Bean futures were up 2-1/2 cents overnight in a mild technical bounce after finishing lower on Friday after a choppy week of trading. Harvest continues to push along, but it does look like there will be rain delays in the southern region of the corn belt mid-week. The long-term trend in beans remains positive, but Friday’s break lower out of their short-term neutral trading range points to a weaker pattern with Nov now trading below its 20-day moving average for the first time since Sept 11. We’ll need to see more positive news regarding a talked-about trade deal with China involving $50 bil worth of purchases of U.S. Ag products to keep prices from slipping further. As of Friday, Managed Money is estimated to be long 66,000 bean contracts and net short 25,000 meal contracts.

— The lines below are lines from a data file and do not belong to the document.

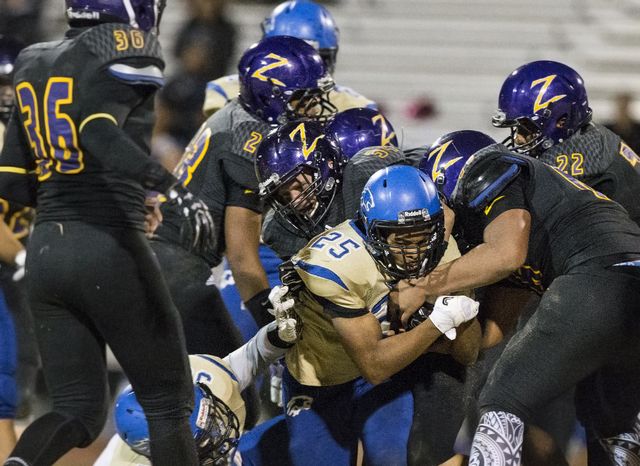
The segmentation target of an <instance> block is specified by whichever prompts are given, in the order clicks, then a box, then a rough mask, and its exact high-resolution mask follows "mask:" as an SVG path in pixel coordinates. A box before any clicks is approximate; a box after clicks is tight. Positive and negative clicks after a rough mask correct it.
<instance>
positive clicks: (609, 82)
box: [161, 0, 640, 147]
mask: <svg viewBox="0 0 640 466" xmlns="http://www.w3.org/2000/svg"><path fill="white" fill-rule="evenodd" d="M273 6H274V5H273V4H271V5H265V4H245V3H241V2H238V1H237V2H235V3H232V4H231V5H230V7H229V14H230V16H231V18H232V20H233V21H234V22H235V23H236V24H237V25H238V28H239V38H238V39H239V40H238V53H237V55H238V57H239V55H240V54H241V52H242V50H244V49H245V48H246V47H248V46H249V45H250V44H252V43H253V42H255V41H257V40H258V39H259V38H260V35H261V31H260V27H259V24H260V22H261V21H262V19H263V18H264V17H265V16H266V15H267V14H268V13H269V12H270V11H271V9H272V8H273ZM183 8H184V4H183V3H182V2H180V1H174V2H173V3H172V2H169V7H168V10H167V12H166V14H165V18H164V19H163V24H162V34H161V40H162V41H163V43H164V44H165V50H166V55H167V58H168V59H169V64H170V65H171V61H170V60H171V51H170V44H171V43H172V34H174V31H175V30H176V29H177V27H178V26H179V25H180V22H181V21H182V17H183V16H184V14H183ZM328 8H329V9H330V11H331V12H332V14H333V16H334V17H335V19H336V22H337V23H338V25H339V27H340V31H341V38H340V52H339V54H338V65H337V71H336V73H335V78H336V81H337V82H338V83H340V84H341V85H345V86H349V87H352V88H353V89H355V90H357V91H359V92H361V93H362V94H364V95H366V96H368V97H370V98H372V99H374V100H376V101H378V102H379V103H381V104H382V105H383V108H384V109H385V112H386V114H387V117H388V118H389V120H390V121H391V122H392V124H393V125H394V127H395V128H396V130H397V131H398V132H402V134H403V135H404V146H405V147H409V146H415V145H420V144H428V143H431V142H432V141H433V140H434V138H436V137H438V136H439V135H442V134H444V133H446V132H449V131H453V130H456V129H462V128H474V129H479V130H481V131H485V132H487V133H489V134H491V135H493V136H494V137H496V138H502V137H503V136H506V134H505V132H503V131H496V130H495V129H494V128H493V127H492V126H491V122H490V121H491V116H492V114H493V112H494V111H495V109H496V106H497V97H498V92H499V90H500V87H501V85H502V82H503V81H504V79H505V78H506V77H507V75H508V74H509V73H510V72H511V71H513V70H514V69H515V68H517V67H518V66H520V65H522V64H524V63H526V62H529V61H532V60H537V59H553V60H558V61H561V62H564V63H566V64H568V65H570V66H573V67H574V68H576V70H578V72H580V74H581V75H582V76H583V78H584V80H585V84H586V87H587V91H588V93H589V96H590V101H591V106H592V108H593V109H594V114H595V117H596V120H603V119H606V118H608V116H609V115H610V114H611V111H612V107H611V105H610V100H611V97H612V95H613V94H614V93H615V92H617V91H620V90H630V91H633V92H636V93H637V95H638V97H639V98H640V0H538V1H536V2H531V1H529V0H481V1H480V0H385V1H382V0H342V1H341V2H337V3H335V4H331V5H329V6H328ZM170 70H171V66H169V71H170ZM420 96H427V97H428V98H430V99H432V100H433V101H434V102H435V105H436V109H437V112H438V113H437V116H436V117H435V118H433V119H431V120H426V121H415V120H412V119H410V118H408V117H406V116H405V109H406V108H407V106H408V105H409V104H410V103H411V102H412V101H414V100H415V99H416V98H419V97H420ZM637 110H638V112H637V114H638V116H639V117H640V107H639V108H637Z"/></svg>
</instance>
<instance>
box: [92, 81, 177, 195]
mask: <svg viewBox="0 0 640 466" xmlns="http://www.w3.org/2000/svg"><path fill="white" fill-rule="evenodd" d="M92 84H93V85H94V86H95V87H92V88H94V89H100V92H98V93H96V94H95V95H92V96H91V97H90V98H89V97H87V98H86V99H85V101H88V102H89V103H88V104H86V105H85V106H84V108H83V117H82V118H83V121H82V122H81V123H80V143H81V144H82V146H83V147H84V148H86V149H87V150H89V151H90V152H91V154H92V155H93V156H95V157H96V158H97V159H99V160H100V162H101V163H102V164H103V165H104V166H105V167H108V168H109V169H111V170H113V171H116V172H118V173H121V174H122V175H124V176H126V177H127V178H130V179H133V180H136V181H138V182H140V183H141V184H143V186H144V187H145V188H147V189H155V190H157V191H159V192H164V191H166V190H167V189H168V188H169V186H171V185H172V184H174V183H175V182H176V181H177V180H176V179H175V177H173V175H171V174H170V173H169V172H168V171H167V170H166V169H165V168H164V167H162V165H160V164H159V163H158V162H156V161H154V160H151V159H150V158H149V154H148V153H147V152H145V151H144V150H143V149H142V148H140V146H138V145H137V144H136V143H135V141H134V140H133V139H132V138H131V137H130V136H129V134H127V132H126V131H125V130H124V129H123V125H124V123H125V121H126V119H127V118H128V116H129V114H130V113H131V111H132V110H133V108H135V107H136V106H138V105H143V104H145V101H146V100H147V99H152V98H153V93H154V92H155V89H156V86H155V85H152V84H141V83H133V84H132V83H126V82H124V81H122V80H120V79H116V78H114V77H113V76H112V75H110V74H109V72H108V71H103V72H101V73H99V75H98V77H97V78H96V79H95V80H94V81H93V82H92Z"/></svg>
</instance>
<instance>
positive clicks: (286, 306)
mask: <svg viewBox="0 0 640 466" xmlns="http://www.w3.org/2000/svg"><path fill="white" fill-rule="evenodd" d="M288 292H289V288H288V287H286V286H276V287H274V288H273V289H272V290H271V293H269V301H271V305H272V306H273V315H275V316H276V323H277V325H278V336H279V337H280V339H281V340H282V341H285V342H287V343H293V342H294V341H296V340H297V339H298V338H299V337H300V334H301V332H302V321H301V320H300V317H298V314H296V311H295V310H293V306H294V304H295V300H294V299H293V298H289V299H287V300H285V301H283V298H284V297H285V295H286V294H287V293H288Z"/></svg>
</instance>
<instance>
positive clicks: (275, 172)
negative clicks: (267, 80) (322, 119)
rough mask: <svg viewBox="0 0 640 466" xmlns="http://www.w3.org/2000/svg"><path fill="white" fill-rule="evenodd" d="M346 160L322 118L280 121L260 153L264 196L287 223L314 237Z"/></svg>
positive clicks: (262, 188) (256, 164)
mask: <svg viewBox="0 0 640 466" xmlns="http://www.w3.org/2000/svg"><path fill="white" fill-rule="evenodd" d="M346 162H347V158H346V157H344V156H343V155H342V153H341V152H340V149H339V147H338V145H337V143H336V142H335V141H334V140H333V139H332V138H331V137H330V136H327V135H326V134H325V132H324V127H323V126H322V125H321V124H320V123H318V122H313V121H296V122H291V123H287V124H285V125H283V126H279V127H278V128H276V129H274V130H273V131H271V132H270V133H269V134H268V135H267V136H266V137H265V138H264V140H263V141H262V143H261V144H260V147H259V148H258V151H257V153H256V159H255V167H256V175H257V176H258V181H259V182H260V197H261V198H262V199H263V200H264V201H265V202H266V203H267V204H268V205H269V206H270V207H271V208H272V209H273V211H274V214H275V215H276V218H278V219H279V221H281V223H282V222H284V224H288V225H290V226H292V227H293V228H294V230H296V231H297V232H299V233H301V234H303V235H304V236H305V237H307V238H309V239H311V238H313V237H314V236H315V235H317V234H318V233H319V231H317V230H318V227H322V224H321V222H322V221H323V219H324V218H325V216H326V214H327V212H328V210H329V207H330V206H331V203H332V202H333V199H334V197H335V195H336V192H337V190H338V186H339V184H340V182H341V181H342V170H343V167H344V165H345V164H346Z"/></svg>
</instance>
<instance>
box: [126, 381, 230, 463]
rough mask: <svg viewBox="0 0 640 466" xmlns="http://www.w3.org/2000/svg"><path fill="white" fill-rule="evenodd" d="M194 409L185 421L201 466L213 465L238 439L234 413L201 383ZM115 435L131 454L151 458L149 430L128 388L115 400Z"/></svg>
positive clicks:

Wheat futures were down a nickel in Chicago, 2 to 3 cents in KC and a penny in MPLS overnight despite a firm close in winter wheat on Friday. Wheat contracts at all three exchanges have seen a pullback from their near-term peaks this month and need a dose of fresh bullish news to keep from slipping further.
Cattle futures are called mixed to higher on follow through with good cash price activity as well as new nearby highs established on most futures contracts. Last week’s gains in cash cattle were $2 to $3/cwt and cattle owners will be pricing off the Dec contract rather than Oct. The monthly Cattle on Feed report held few surprises and is expected to have little impact on futures prices.
Hog futures are called mixed and cash off $1.00/cwt today. Prices were bruised hard last week but stabilized on Friday. The board is now underneath the index by about 50 cents.